Kids want more female superheroes, new study finds
BBC America and the Women’s Media Center have released a new study showing that girls want more female characters in film and television.
By surveying a wide range of children between the ages of five and 19, the study found that every demographic group expressed a desire for more female leads in the sci-fi and superhero genres. The survey was administered last summer to 2,431 girls and boys as well as parents of children between five and nine years old.
“At this time of enormous, sweeping social change, it’s important that television and film provide an abundance of roles and role models for diverse girls and young women,” said Women’s Media Center president Julie Burton. “We know that representation matters, as evidenced by this report.

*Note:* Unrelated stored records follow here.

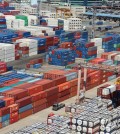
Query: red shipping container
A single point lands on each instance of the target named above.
(23, 86)
(92, 52)
(40, 60)
(46, 84)
(60, 80)
(38, 96)
(33, 89)
(15, 119)
(19, 94)
(72, 94)
(25, 114)
(66, 45)
(52, 91)
(64, 98)
(64, 86)
(64, 93)
(8, 101)
(39, 108)
(0, 125)
(53, 98)
(50, 103)
(4, 111)
(73, 89)
(32, 62)
(13, 115)
(100, 89)
(13, 108)
(90, 44)
(107, 39)
(39, 102)
(24, 101)
(73, 82)
(41, 48)
(10, 82)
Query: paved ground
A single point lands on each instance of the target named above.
(42, 116)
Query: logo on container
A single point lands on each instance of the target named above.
(117, 82)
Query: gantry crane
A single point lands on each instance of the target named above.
(85, 65)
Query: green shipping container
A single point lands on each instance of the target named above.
(22, 17)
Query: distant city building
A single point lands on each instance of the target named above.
(78, 2)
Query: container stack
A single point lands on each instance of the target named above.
(22, 17)
(29, 95)
(67, 37)
(114, 56)
(98, 43)
(93, 116)
(39, 101)
(61, 23)
(88, 50)
(30, 46)
(25, 107)
(61, 57)
(108, 44)
(7, 52)
(14, 116)
(3, 67)
(3, 22)
(35, 63)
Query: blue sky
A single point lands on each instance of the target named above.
(33, 1)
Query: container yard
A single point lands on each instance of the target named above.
(59, 68)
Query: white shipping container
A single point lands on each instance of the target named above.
(9, 59)
(112, 88)
(33, 53)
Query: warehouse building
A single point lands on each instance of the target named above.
(79, 2)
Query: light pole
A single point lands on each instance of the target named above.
(79, 83)
(38, 10)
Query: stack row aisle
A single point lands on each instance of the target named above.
(92, 116)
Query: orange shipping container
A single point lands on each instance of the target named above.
(13, 108)
(25, 114)
(64, 86)
(33, 89)
(8, 101)
(39, 102)
(13, 115)
(73, 82)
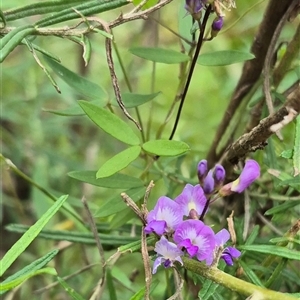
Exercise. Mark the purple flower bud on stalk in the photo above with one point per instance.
(196, 237)
(165, 216)
(217, 23)
(250, 173)
(216, 26)
(227, 254)
(167, 252)
(209, 183)
(202, 170)
(191, 198)
(194, 7)
(219, 174)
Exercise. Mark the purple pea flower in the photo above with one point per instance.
(250, 173)
(191, 198)
(227, 254)
(219, 174)
(196, 237)
(194, 6)
(164, 218)
(209, 183)
(167, 252)
(217, 24)
(202, 170)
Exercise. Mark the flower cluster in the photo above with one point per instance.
(195, 8)
(179, 222)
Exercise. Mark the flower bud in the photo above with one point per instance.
(217, 26)
(202, 170)
(250, 173)
(209, 183)
(219, 174)
(194, 7)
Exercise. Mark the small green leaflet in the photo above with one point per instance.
(116, 204)
(115, 181)
(20, 246)
(133, 100)
(81, 85)
(110, 123)
(296, 153)
(159, 55)
(275, 250)
(223, 58)
(27, 271)
(166, 147)
(118, 162)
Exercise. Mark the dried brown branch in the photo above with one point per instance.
(252, 69)
(257, 137)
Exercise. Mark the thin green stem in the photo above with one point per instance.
(126, 78)
(192, 67)
(15, 169)
(233, 283)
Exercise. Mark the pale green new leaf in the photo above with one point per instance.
(166, 147)
(110, 123)
(159, 55)
(19, 247)
(222, 58)
(118, 162)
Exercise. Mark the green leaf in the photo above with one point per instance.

Our research found that female sci-fi and superhero characters help bridge the confidence gap for girls, making them feel strong, brave, confident, inspired, positive and motivated.”

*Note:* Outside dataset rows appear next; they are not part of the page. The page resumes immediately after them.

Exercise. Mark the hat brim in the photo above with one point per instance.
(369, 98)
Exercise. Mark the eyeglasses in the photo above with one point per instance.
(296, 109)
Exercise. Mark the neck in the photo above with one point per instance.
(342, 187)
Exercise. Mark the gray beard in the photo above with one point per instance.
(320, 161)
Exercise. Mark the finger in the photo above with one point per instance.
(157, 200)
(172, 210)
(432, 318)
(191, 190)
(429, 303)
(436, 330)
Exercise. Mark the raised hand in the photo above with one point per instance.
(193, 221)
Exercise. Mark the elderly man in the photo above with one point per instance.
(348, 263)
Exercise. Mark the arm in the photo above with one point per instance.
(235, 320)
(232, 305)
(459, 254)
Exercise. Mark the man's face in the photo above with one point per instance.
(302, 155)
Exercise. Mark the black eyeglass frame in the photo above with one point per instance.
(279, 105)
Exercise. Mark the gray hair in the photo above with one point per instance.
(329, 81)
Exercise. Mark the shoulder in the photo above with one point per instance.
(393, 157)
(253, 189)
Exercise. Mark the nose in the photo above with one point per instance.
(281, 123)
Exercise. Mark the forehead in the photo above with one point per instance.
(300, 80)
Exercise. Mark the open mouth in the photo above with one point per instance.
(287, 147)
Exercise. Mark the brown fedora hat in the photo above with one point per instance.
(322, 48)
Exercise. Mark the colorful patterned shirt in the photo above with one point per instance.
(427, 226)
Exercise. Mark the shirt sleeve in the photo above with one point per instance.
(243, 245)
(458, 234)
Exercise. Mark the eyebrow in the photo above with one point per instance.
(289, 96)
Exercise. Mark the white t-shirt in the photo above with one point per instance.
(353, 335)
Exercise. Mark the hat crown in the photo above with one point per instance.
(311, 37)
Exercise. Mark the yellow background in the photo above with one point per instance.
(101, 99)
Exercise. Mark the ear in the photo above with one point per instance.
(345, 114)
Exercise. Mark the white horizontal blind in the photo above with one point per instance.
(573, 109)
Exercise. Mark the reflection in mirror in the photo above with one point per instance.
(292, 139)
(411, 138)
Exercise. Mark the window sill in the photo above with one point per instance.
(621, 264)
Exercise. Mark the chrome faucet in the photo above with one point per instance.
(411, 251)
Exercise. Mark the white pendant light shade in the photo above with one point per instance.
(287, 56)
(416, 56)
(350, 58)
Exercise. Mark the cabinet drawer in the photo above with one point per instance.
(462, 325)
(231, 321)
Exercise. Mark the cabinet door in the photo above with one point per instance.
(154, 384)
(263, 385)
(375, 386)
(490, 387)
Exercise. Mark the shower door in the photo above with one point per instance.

Other findings include a 23 point gender gap between teenage boys and girls with regards to interest in STEM careers and a one in three response from teenage girls that they have fewer opportunities than boys to be leaders. Additionally, teenage girls are less likely than teenage boys to describe themselves as confident, brave and heard.

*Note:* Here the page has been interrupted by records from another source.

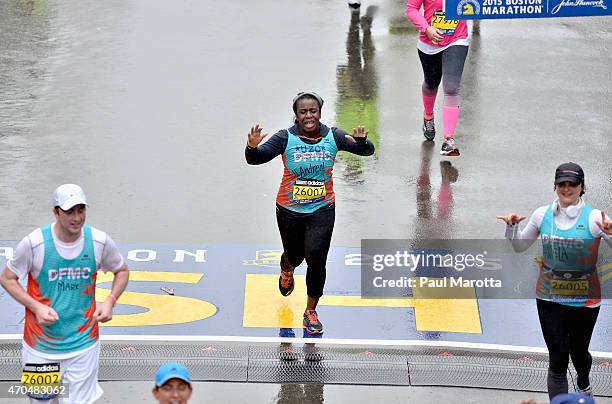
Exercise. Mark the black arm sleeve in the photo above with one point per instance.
(364, 149)
(265, 152)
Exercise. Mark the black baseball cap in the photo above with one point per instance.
(307, 94)
(571, 172)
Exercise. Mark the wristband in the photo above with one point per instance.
(113, 298)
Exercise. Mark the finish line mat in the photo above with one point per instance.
(230, 292)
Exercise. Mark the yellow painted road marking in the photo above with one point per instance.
(264, 306)
(162, 309)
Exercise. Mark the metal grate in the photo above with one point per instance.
(325, 364)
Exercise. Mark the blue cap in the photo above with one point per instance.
(171, 370)
(572, 398)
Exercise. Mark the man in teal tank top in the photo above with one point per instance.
(60, 261)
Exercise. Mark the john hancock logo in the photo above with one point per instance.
(468, 7)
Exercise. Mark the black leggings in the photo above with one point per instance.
(567, 331)
(449, 63)
(307, 236)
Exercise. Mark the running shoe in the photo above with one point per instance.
(286, 283)
(449, 148)
(311, 322)
(429, 128)
(587, 390)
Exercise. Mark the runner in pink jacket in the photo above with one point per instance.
(442, 48)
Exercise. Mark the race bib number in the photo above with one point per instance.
(440, 22)
(41, 381)
(44, 374)
(570, 288)
(308, 190)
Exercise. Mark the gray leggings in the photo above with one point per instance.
(448, 63)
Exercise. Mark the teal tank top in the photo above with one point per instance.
(568, 273)
(68, 286)
(307, 183)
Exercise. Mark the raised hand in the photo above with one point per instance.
(605, 225)
(255, 136)
(512, 218)
(104, 312)
(359, 135)
(434, 34)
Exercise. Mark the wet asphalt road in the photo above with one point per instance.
(147, 106)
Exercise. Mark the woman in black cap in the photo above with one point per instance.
(568, 293)
(305, 203)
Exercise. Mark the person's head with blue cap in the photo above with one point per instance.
(572, 398)
(172, 384)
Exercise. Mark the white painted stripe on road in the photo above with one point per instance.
(327, 341)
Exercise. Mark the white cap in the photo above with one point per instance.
(68, 195)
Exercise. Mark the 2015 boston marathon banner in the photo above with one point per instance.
(497, 9)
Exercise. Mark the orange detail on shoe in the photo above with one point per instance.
(312, 316)
(286, 279)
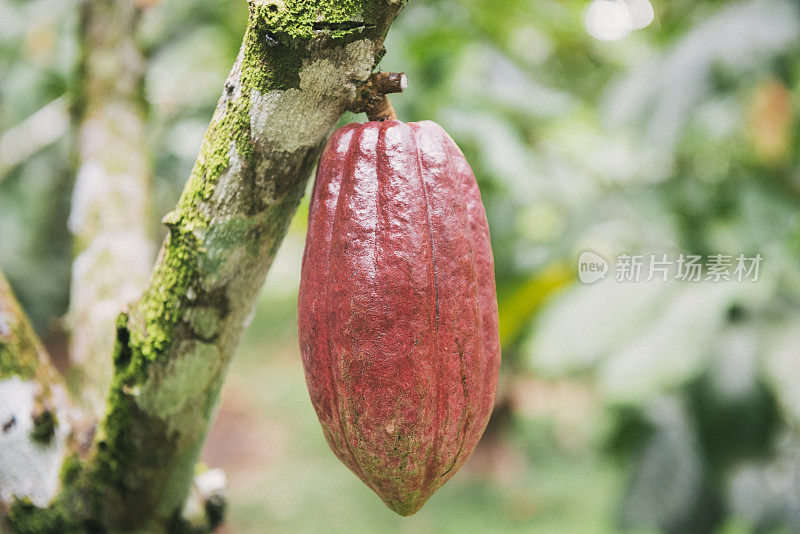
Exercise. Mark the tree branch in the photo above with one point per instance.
(301, 64)
(109, 214)
(36, 419)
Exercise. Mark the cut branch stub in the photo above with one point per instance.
(373, 99)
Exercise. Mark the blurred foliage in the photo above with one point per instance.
(669, 407)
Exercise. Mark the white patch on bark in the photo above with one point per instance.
(299, 118)
(27, 468)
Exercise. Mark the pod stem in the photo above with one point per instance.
(373, 99)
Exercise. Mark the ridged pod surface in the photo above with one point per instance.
(397, 310)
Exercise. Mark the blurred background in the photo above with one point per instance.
(617, 126)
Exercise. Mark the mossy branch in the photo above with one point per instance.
(301, 65)
(109, 216)
(36, 419)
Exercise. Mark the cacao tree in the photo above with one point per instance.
(71, 463)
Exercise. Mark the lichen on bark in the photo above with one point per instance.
(301, 64)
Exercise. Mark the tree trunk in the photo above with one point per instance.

The study was launched as a part of BBC America’s “Galaxy of Women” Initiative, which seeks to highlight successful women across the network while also connecting fans with more powerful female characters.
“If you can’t see her, you can’t be her,” said BBC America president Sarah Barnett. “It’s time to expand what gets seen, and we hope this report will contribute to sparking change in the stories we see on screen. With greater representation of female heroes in the sci-fi and superhero genre, we can help superpower the next generation of women.”